Colonel Gan was still governor of Szar, but merely by a knife-edge. More than half of the city was denied to his troops, for over thirty of the city’s orderly little
streets had been barricaded, and these barricades were made of metal riveted to metal, dug firmly into the earth. They would not stop the Wasp airborne, of course, but they had already made wrecks
out of several of Gan’s automotives. The Bee-kinden had always been notable craftsmen.
In this way a line had been drawn across the city. There had already been several hundred dead Wasps, and three times as many locals, in skirmishes along the barricades. The Bees had meanwhile
captured two of the arms factories that for the last decade had happily been providing the Empire with its weaponry. They wore Wasp armour painted over in russet, bore pikes, swords, crossbows and
a scattering of more sophisticated weapons, while some of the barricades had ballistae to back them up. The Bees fought without flair but with a solid determination that made it almost impossible
to wear them down. Yesterday thirty of Gan’s men had pinned three of the locals within a makeshift shelter and called for their surrender. It had not been forthcoming, for the same blind
devotion that had kept the people of Szar docile under imperial rule while their old queen still lived now gripped them with a spirit of rebellion under Queen Maczech.
I could break them
, Gan liked to think,
with enough men.
The Bee-kinden fought with a cold fury, though.
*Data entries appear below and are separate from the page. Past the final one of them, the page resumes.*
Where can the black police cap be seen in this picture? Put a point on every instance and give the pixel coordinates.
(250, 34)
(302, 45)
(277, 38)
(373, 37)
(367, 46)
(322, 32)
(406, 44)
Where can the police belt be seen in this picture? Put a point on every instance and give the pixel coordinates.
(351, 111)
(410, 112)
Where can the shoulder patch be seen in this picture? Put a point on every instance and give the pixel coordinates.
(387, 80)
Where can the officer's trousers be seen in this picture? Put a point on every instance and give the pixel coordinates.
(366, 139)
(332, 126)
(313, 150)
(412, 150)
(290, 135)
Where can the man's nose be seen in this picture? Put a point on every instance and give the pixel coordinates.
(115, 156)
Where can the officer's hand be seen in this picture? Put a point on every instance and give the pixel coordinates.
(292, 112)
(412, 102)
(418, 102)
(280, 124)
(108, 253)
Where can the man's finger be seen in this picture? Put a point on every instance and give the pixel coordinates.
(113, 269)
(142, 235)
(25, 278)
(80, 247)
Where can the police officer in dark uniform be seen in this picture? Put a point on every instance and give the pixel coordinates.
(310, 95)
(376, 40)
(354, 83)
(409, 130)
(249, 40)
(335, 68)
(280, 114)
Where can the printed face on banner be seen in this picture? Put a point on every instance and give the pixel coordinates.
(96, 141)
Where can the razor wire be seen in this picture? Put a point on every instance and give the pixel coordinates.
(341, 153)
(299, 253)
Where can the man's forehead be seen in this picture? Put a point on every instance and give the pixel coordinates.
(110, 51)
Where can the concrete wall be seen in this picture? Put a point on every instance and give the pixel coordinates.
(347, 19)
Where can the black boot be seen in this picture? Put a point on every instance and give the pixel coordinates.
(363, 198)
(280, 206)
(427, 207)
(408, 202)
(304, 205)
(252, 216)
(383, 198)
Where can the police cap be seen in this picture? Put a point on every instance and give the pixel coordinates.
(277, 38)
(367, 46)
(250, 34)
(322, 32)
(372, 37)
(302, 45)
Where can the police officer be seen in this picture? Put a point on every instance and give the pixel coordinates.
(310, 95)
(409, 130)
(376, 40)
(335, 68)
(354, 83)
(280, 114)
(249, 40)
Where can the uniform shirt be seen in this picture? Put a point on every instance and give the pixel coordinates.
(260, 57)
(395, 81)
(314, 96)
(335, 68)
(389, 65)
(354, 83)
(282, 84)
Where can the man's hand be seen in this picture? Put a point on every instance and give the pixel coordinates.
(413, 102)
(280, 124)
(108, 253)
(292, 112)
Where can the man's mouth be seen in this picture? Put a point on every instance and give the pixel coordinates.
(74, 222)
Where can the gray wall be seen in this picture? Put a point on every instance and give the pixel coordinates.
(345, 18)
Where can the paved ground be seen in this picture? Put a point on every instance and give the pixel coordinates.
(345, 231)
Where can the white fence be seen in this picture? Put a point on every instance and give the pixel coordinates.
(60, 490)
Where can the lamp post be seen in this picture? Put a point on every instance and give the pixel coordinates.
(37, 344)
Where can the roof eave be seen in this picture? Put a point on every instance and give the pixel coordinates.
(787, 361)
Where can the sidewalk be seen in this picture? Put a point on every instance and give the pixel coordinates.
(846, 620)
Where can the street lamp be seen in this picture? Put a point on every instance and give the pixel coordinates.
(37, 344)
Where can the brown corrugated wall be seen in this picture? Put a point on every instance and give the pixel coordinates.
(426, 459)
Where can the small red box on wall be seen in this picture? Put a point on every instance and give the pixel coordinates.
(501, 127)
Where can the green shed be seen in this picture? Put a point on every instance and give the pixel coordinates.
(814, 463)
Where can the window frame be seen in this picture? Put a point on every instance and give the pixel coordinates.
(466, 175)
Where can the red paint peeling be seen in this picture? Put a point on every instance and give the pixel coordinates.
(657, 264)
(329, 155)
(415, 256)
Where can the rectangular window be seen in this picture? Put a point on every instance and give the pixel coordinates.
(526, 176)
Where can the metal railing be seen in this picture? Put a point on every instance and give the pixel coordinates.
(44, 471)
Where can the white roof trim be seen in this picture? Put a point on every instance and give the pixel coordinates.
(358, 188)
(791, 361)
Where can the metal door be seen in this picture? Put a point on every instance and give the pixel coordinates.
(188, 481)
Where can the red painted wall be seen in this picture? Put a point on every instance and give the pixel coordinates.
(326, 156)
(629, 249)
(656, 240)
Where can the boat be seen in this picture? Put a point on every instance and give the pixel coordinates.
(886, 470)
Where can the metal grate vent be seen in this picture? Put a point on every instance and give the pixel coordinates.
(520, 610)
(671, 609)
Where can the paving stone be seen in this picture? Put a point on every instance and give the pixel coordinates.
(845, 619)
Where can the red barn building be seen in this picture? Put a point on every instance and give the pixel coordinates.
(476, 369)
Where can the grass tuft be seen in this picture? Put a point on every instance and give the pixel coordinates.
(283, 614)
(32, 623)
They were not the natural soldiers that the Imperial Army were but they
would simply not give ground without blood spilt for every inch. When cornered, they fought with a savage, fearless fury, and they made every action, even those guaranteed to succeed, absurdly
costly in lives and in time.
And then there was the problem of the Colonel-Auxillian.
In the last tenday, Gan’s life had become a twisted nightmare: his command usurped, his men intimidated, his very grasp of
warfare ridiculed, and all at the hands of an arrogant halfbreed.
I should have him seized and whipped. I should have him made to disappear
. But the Emperor himself had signed the orders
that brought Drephos to Szar. He made no secret of how much he loathed being here, and Gan made no secret of returning that loathing in full force. But the man was here now, and Gan could only step
back and watch as the newcomer’s men stole away the existing garrison, put them to work, berated them and monopolized Gan’s engineers. Gan himself was becoming a recluse in his own
city. Every time he gave an order he discovered that Drephos had already been there. And what was the man doing, anyway? Being no artificer, Gan had no idea. At those points where Gan would have
been mustering men for an assault on the barricades, Drephos was instead setting up great machines.